Tuesday 16 October 2012

Hong Kong's art market boom as China slows?

At the beginning of October, leading Chinese auctioneer China Guardian held its debut auction in Hong Kong, having been lured by Hong Kong's international buyers, low tax regime and stable regulatory framework.
Landscape series by Qi Bashi, Album of Mountains and Rivers
1922, which led China Guardian's auction
Reuters reports on the apparent shift in the Chinese art market as follows:
China Guardian's sale of Chinese art and classical furniture in the former British colony follows its rise as the world's third largest auction house on the crest of China's art market boom, with sales of $1.77 billion last year...

The sale, though relatively small, is seen as a symbolic foray by China's top auction company into the turf of goliaths Christie's and Sotheby's who have long dominated international auction hubs like Hong Kong, New York and London.
China Guardian's key rival, Poly International is also planning an inaugural Hong Kong sale in late November, while A&F Auction and Beijing Rongbao Auction aim to enter Hong Kong in one or two years, according to art market reports.
China's wave of millionaire buyers and investors have helped propel Hong Kong into the world's fourth largest art auction hub, with nearly 7 percent of global art auction revenue in 2011, according to French art database Artprice.com...

Art dealers and experts say the Chinese expansion into Hong Kong is also being driven by a tightening regulatory environment in China, that has grappled with widespread art crimes including tax evasion, a proliferation of fakes, money laundering and manipulative bidding practices...

In April, a large-scale Chinese customs probe into tax evasion on art imports delivered a blow to the art market, with at least six prominent art dealers, collectors and artists being investigated, according to art dealers and Chinese media reports. "The tax probe had a huge impact on the spring auctions in China," said the owner of an art gallery in Taipei who is a frequent buyer in the Chinese art market, but who declined to be identified because of the sensitivity of the matter. "Everyone finds himself in danger so the market is extremely cold." According to market researcher ArtTactic, total auction sales this spring from the biggest four auction houses in the China market dropped to $1.5 billion, 32 percent lower than the autumn season in 2011 and 43 percent less than a year before...

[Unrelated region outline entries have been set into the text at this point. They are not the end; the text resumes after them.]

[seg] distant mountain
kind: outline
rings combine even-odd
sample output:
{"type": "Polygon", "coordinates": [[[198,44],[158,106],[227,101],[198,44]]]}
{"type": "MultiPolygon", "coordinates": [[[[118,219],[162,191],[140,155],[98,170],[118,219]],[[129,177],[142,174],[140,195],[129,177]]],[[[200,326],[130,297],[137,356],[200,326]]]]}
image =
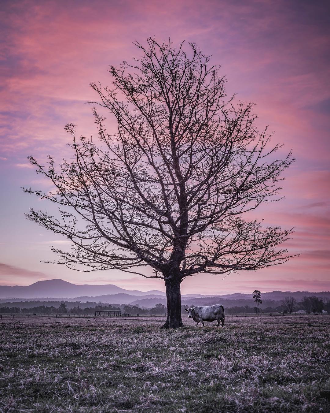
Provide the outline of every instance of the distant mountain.
{"type": "MultiPolygon", "coordinates": [[[[272,291],[262,293],[261,298],[263,307],[266,308],[267,306],[274,306],[276,303],[278,305],[279,302],[288,296],[294,297],[297,301],[299,301],[304,295],[316,295],[330,298],[330,292],[272,291]]],[[[27,299],[47,301],[50,299],[58,301],[70,299],[71,301],[81,303],[101,301],[109,304],[138,305],[149,308],[159,303],[166,304],[166,301],[165,293],[158,290],[145,292],[128,290],[113,284],[78,285],[59,279],[38,281],[26,287],[0,286],[0,302],[12,302],[19,299],[25,301],[27,299]]],[[[203,306],[224,303],[227,306],[250,305],[253,303],[251,294],[239,292],[222,295],[183,294],[181,301],[182,304],[188,305],[203,306]]]]}
{"type": "Polygon", "coordinates": [[[165,293],[158,290],[146,292],[131,290],[121,288],[113,284],[77,285],[59,278],[38,281],[26,287],[0,286],[0,298],[35,298],[38,297],[73,298],[80,296],[89,297],[120,293],[139,296],[151,294],[165,295],[165,293]]]}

Art market experts, however, say Hong Kong's laissez-faire economy, solid regulatory framework and zero-tariffs on art imports, make it a secure and stable alternative for China's auction firms. Although Beijing has lowered its import duties on arts to 6 percent from 12 percent since the beginning of 2012, another 17 percent of value-added tax still poses a huge burden to Chinese auction houses.
It certainly seems that the Hong Kong market can only continue to grow, especially in light of its favourable tax regime as compared to China, as well as, obviously, its proximity.